After the Christmas store, we were all ready to chill out. We got ourselves some picnic supplies for dinner and headed back to the hotel, where the kids created an elaborate game that involved taking every trinket they have acquired on this trip (from Kinder Surprise toys to the black fuzz ball with goggly eyes they got at their first “palace”) and setting them up under tables and chairs and across the beds. Banners of still-drying laundry (the big dryer at the Laundromat didn’t quite get them all dry) hung over their heads like carnival flags and they were happy to have a few hours to play. I got to go for a run around the city wall, dodging down narrow streets and around lingering tourists. It was a beautiful run and my expanding waist line thanked me.

Clay went out a little later with the owner of the hotel, who led him out the city wall, down to the river, and then back up the hill to the city. Clay said the pace started out great, but when they headed back uphill the pace didn’t change and he got a great workout!
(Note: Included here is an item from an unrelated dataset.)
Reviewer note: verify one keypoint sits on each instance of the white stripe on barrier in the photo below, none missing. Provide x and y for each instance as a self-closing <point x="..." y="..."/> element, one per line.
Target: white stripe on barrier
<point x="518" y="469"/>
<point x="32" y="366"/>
It was fun to be amongst the people of Rothenburg after some of the big tour busses had departed (many tour busses descend on the city for day-trippers, but leave come evening), though I think most of us were still tourists. I read that in January the city is pretty dead, and I’d love to see what it’s like then. With just the locals darting in and out of those quaint, medieval houses and stores. I’m sure they all know each other, there’s so few that actually live there.

That night, after snacking on our picnic, we headed to the town square at eight o’clock to meet the “Night Watchman”. Nate and Benji’s mouths hung open when a large man approached in a black cloak, carrying a lantern in one hand and a long halberd (ax on a long stick) in the other. For 6 euro a person (kids are free), the Night Watchman takes you on a tour of the city by night. There must have been at least 50 people in our group, the Night Watchman isn’t doing too bad!

We did learn some interesting things. Like his job was looked down upon, because he worked at night when all the “spirits” and “things of the night” were out. The only jobs lower than him in social status were grave digger and executioner (and these men liked to work together, he joked. He was a funny guy). We learned that our word “salary” comes from the word “salt”, which was once so valuable it could be traded in currency. We learned how the city of Rothenburg remains an excellent example of a medieval city because it was poor when it was defeated in a battle, and didn’t have money to “renovate”. It was saved during WWII when a German general defied Hitler’s orders to not surrender, and agreed to vacate the city if the Americans would spare it. So, we have a medieval city, complete with its city wall, that we can visit today.

The sky was black, the stars were bright, and voices spilled into the streets from nearby homes with open windows, as our group followed our cloaked guide through the streets of Rothenburg. Forks clinked on plates, someone was singing, lives were being lived in this extraordinary city and it was fun to take part in it if only for a little while. We got back to our hotel late, and cuddled into bed for our last night, knowing we were safe with the Night Watchman on guard.